Dove ritroviamo tanta sagacia, prima nel vedere e poi nello sceverare i tratti d'un volto, tanta unità e solidità nel costruirlo? La ritroviamo nei busti romani del Museo nazionale di Napoli, dall'asciutta faccia detta di Celio Caldo al morbido volto detto di Bruto minore. L'arte di Vincenzo Gemito si formò purtroppo in tristi anni quando i giovani non si credevano destinati alla gloria se non maledivano i musei. Il vezzo è continuato fino a che i futuristi hanno codificato quindici o vent'anni fa i benefici e i comodi dell'ignoranza. Di questa stoltezza durata mezzo secolo si vedono ogni giorno i leggiadrissimi effetti. Ma tra il 1870 e il 1880 quel vezzo era ancóra recente, e la tradizione era ancóra tanto viva che, volenti o nolenti, gli artisti più capaci ne sentivano per fortuna i sicuri puntelli. Anche oggi vien fatto di ritrovare, percorrendo le pinacoteche di Toscana, nei fondi dei quadri della rinascenza, da quelli dell'Angelico a quelli di Fra Bartolomeo, paesaggi che sembrano veduti, sentiti, dipinti da Giovanni Fattori.

Certo un poco d'indulgenza è necessaria in confronti siffatti; nè è detto che spregio e ferocia giovino alla perspicacia d'un critico. Forse il confronto con l'antico sarà per molti più agevole considerando, ad esempio, la testa del "Filosofo" modellata da Gemito nel 1883, perchè lì anche l'acconciatura ci aiuta. Ma a noi la somiglianza sembra molto più evidente davanti a questa testa di "Pescatore" (pag. 331), e a questo ritratto di Francesco Paolo Michetti. Già l'intuì Gabriele d'Annunzio nelle armoniose pagine su Vincenzo Gemito preposte all'Ode per Giuseppe Verdi: "A Napoli fioriva un giovinetto meraviglioso che pareva nato veramente d'una di quelle antiche stirpi migranti dall'Ellade alle rive della Campania... 55 (10).

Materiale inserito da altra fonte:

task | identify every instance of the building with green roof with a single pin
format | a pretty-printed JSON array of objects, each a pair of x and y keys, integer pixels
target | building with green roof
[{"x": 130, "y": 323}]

 Il giovane scultore, senza maestri a Napoli e senza compagni degni di lui, dibattendosi tra la povertà e la speranza, tra l'oscurità e l'ambizione, tra la tentazione, della maniera in voga e la nativa aspirazione del suo genio, condannato a vivere in tempi gretti e miopi quando la lode è più dolorosa dell'offesa, dovette anch'egli sentire la grandezza e la miseria del suo destino. Nell'aprile 1878 in una lettera alla povera donna che l'aveva raccolto e le aveva fatto da madre, scriveva, di questi busti, da Parigi così: "All'Esposizione Universale ho esposto il Morelli e il Verdi. Al Salon metterò il ritratto di Fortuny e quello di Faure. Forse vi salverò da tanti guai. Forse ritornerò grande". Nove anni dopo sprofondava nella follia. Ne è emerso, vecchio e stupefatto, da pochi anni. Oggi ne ha settantadue.